SUMMER 2025
The Perfect Game
A momentous milestone on the mound
- Story by Kyle Garcia

Photo credit: Portland Pilots Digital Media
IT WAS CLEAR after only a couple innings on that cold, overcast Tuesday in February that Ryan Rembisz ’25 was pitching well. By the seventh inning, the Seattle U Redhawks hadn’t had a hit and another thing became clear: a perfect game was still in play.
The possibility of perfection turns the average baseball watcher from excited to anxious. Everyone gets quieter—from the dugout to the press box. Perfect games are one of the miracles of baseball, an event so rare that only 20 of them had happened in all of college baseball. And none of them at UP.
In the press box, no one wanted to jinx it by saying it out loud. The PA announcer, Kerry Kirwan, asked if we were really watching “The PG Word.” Vice President of Athletics Scott Leykam asked if “it” would be a program first. Bryan Sleik, play-by-play for almost all Pilot sports, used every imaginable euphemism on air, running out to ask the rest of us if we’d had one before, letting us infer what he meant by “one.”

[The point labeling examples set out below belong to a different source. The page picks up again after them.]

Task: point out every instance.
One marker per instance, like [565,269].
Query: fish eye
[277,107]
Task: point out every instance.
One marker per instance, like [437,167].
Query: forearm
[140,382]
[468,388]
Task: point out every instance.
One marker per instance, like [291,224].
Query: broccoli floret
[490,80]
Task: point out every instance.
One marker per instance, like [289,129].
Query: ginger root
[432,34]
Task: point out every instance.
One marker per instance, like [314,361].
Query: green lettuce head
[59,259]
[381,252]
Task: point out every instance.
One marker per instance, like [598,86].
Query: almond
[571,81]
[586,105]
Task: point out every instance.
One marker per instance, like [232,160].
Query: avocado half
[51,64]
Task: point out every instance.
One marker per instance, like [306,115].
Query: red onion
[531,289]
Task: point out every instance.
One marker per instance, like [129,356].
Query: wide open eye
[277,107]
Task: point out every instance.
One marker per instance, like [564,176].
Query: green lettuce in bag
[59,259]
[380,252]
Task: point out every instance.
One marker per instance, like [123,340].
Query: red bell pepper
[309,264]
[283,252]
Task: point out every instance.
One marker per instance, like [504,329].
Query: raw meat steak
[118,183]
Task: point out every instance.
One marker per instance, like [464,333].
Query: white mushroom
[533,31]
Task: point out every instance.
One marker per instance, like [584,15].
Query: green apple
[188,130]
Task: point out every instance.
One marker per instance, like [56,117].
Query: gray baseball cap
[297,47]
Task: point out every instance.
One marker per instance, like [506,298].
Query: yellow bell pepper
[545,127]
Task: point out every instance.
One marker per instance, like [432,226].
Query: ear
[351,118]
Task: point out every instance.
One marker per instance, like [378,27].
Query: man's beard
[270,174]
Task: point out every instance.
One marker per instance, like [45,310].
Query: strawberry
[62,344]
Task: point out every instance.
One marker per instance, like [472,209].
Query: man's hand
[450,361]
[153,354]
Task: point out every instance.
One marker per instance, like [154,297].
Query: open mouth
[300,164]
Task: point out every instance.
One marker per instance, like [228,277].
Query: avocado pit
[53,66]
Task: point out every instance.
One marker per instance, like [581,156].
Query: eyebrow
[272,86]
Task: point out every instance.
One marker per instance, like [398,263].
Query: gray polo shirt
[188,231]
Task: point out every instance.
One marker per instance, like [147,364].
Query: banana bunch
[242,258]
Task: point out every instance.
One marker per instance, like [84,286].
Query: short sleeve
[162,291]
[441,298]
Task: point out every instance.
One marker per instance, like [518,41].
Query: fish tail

Everyone seemed nervous. Everyone, that is, but Rembisz. He was laughing with his teammates in the dugout, apparently unbothered by the pressure. It was his first start of the year, in a make-up game that had originally meant to be played in Seattle. After it’d been cancelled, the teams then scrambled to make it happen in Portland, and instead of being just another midweek college baseball game lost among all other Tuesday games, it turned into one of the best pitching performances in the sport’s history.
“It was just so random,” Rembisz said. “I was just like, ‘Oh man, we’re through six clean, we’re through seven clean, we’re through eight clean, this is hilarious.’ ”
By the final inning, Rembisz had entered a flow state. The only thoughts going through his mind on the mound were: Don’t think. Turn off all the noise.
“It’s just like a peace of mind where you’re very content,” he said. “Suddenly you’re just a guy doing a job out there.”
His last pitch was hit to third, where Cole Katayama-Stall ’28 fielded an awkward grounder and made the throw to first. Time seemed to slow as the ball traveled through the air. Zach Toglia ’25 at first made the catch and the whole stadium exhaled. It was a baseball miracle. Ryan Rembisz had thrown the 21st perfect game in college baseball history.
Rembisz estimates he got over 100 texts from friends and family after making history. He had around 130 DMs on Instagram. A litany of interviews followed, from Baseball America to the Portland Tribune. Major League Baseball’s official Instagram account posted about it and got 105,000 likes. The college baseball world was in awe of Rembisz’s performance—a perfect game is rare enough, but to strike out 12 batters on just 90 pitches is even more miraculous.This is the last year of Rembisz’s career. He spent the first three years at UP as a perfectly fine long relief pitcher, a rubber arm that can eat a few innings when needed. On that Tuesday, all he had to do was just that. Instead, he put together not just the best pitching performance in Pilot history, but one of the best ever in college baseball.
The feelings of absurdity that Rembisz felt and the anxiety shared by everyone else will be left behind from that day. But the perfection he achieved now lasts forever.
KYLE GARCIA ’20 is University of Portland’s Assistant Athletic Director, Communications.